29 Nisan 2013 Pazartesi

En Mavi Göz, Toni Morrison


En Mavi Göz'ü okurken sürekli Şeker Portakalı'na benzettim, iki romanın da sefaleti, çocukluk sanrılarını, çocuk gözüyle büyük travmaları anlatıyor olması sayesinde bu çok normal sanırım. En Mavi Göz'de bir de sürekli güzellik ve çirkinlik kavramı da çocuk gözüyle irdeleniyor, öyle ki romana adını veren şey, Pecola'nın bir rahibe "Tanrıdan sürekli beyazlar gibi mavi gözlerim olmasını diliyorum fakat olmuyor," demesi. Küçücük, zenci bir kız çocuğunun, sürekli beyaz insanların güzelliğinin vurgulandığı bir dünyada ayrımcılık içinde büyüyor olması, oyuncak bebeklerin bile sarışın ve mavi gözlü yapılması, hemen hemen hiç beyaz ama fakir bir çocuğa rastlanmazken Pecola'nın kendisi gibi fakir olan tüm arkadaşlarının zenci çocuklar olması hep romanın belkemiği. Toni Morrison, Nobel Edebiyat Ödülü sahibi bir yazar, bu ödülü hak etmiş olduğunu da şahane benzetmeleri ve betimlemeleriyle anlıyorsunuz, soyut ve somut farkı, neredeyse ortadan kalkıyor ve dünya üzerinde var olan her şeyin bir yanıyla başka bir şeyi andırabileceğini anlatıyor Toni Morrison, daha romana başlarken "Şehvet gibi sessizce yürüyen rahibeler..." cümlesiyle, ilerilerde bir kusmuk yığınının bütünlüğünü koruma çabasıyla kıvamlı bir şekilde ağır ağır yerçekimine yenik düşmesini anlatırken, başka bir yerde aşık bir kadın için, aşığıyla sevişmenin bir gökkuşağı olduğunu yazarken...

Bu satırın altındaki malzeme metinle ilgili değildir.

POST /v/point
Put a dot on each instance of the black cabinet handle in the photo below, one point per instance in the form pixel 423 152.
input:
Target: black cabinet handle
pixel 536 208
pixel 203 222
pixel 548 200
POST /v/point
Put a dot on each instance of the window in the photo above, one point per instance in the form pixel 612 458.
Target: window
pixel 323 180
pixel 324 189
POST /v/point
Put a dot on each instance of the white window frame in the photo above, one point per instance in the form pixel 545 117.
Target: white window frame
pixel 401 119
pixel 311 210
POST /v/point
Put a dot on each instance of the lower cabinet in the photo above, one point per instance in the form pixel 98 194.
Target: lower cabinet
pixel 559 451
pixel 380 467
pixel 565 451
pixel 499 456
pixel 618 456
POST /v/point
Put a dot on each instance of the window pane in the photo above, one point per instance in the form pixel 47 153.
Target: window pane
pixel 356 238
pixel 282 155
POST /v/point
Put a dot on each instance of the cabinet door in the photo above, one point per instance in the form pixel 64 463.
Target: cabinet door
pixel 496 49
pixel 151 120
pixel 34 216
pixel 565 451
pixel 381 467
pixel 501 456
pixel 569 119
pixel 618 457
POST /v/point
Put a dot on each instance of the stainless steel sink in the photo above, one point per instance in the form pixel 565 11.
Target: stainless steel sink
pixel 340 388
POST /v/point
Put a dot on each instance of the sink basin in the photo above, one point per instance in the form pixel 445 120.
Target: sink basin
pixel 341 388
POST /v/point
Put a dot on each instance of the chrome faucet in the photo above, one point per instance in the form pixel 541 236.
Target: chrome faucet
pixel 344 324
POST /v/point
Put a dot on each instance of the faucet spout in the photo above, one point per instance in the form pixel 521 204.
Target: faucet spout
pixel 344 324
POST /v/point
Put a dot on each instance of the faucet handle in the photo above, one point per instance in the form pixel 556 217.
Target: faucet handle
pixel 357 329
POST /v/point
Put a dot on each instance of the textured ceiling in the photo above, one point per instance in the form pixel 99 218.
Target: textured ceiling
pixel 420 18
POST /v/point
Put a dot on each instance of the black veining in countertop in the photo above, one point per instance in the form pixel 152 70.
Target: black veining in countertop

Çok güzel bir romandı, Şeker Portakalı'nı sevmiş olan herkes bunu da sever bence.

24 Nisan 2013 Çarşamba

Sana Gül Bahçesi Vadetmedim, Joanne Greenberg

 

Deborah, 16 yaşında, şizofren bir genç kızdır ve ailesi onu bir akıl hastanesine yatırmaya karar verir. Şimdiye dek okuduğum ve izlediğim pek çok şizofreni öyküsünün yanında bu romanın daha özel olmasının sebebi, bu rahatsızlığın, baş kahramana özenilesi bir yön katmayıp baş kahramanın ne gerçek dünyadan kopabilip ne de zihninde yarattığı dünyayı yok edebilmesiyle birlikte iki dünyanın arasında kalmanın sancısını çok sade ve güzel bir şekilde anlatmasıydı. Yani, "Oo şizofren kız hikayesi, kesin basittir, sonunda kız şizofren çıkıyordur, ucuz edebiyattır, baş kahraman cool bir roman kahramanıdır..." diye düşünmemeniz gerek, Sana Gül Bahçesi Vadetmedim, oldukça büyük acıları ve sancılı bir savaşı anlatıyor.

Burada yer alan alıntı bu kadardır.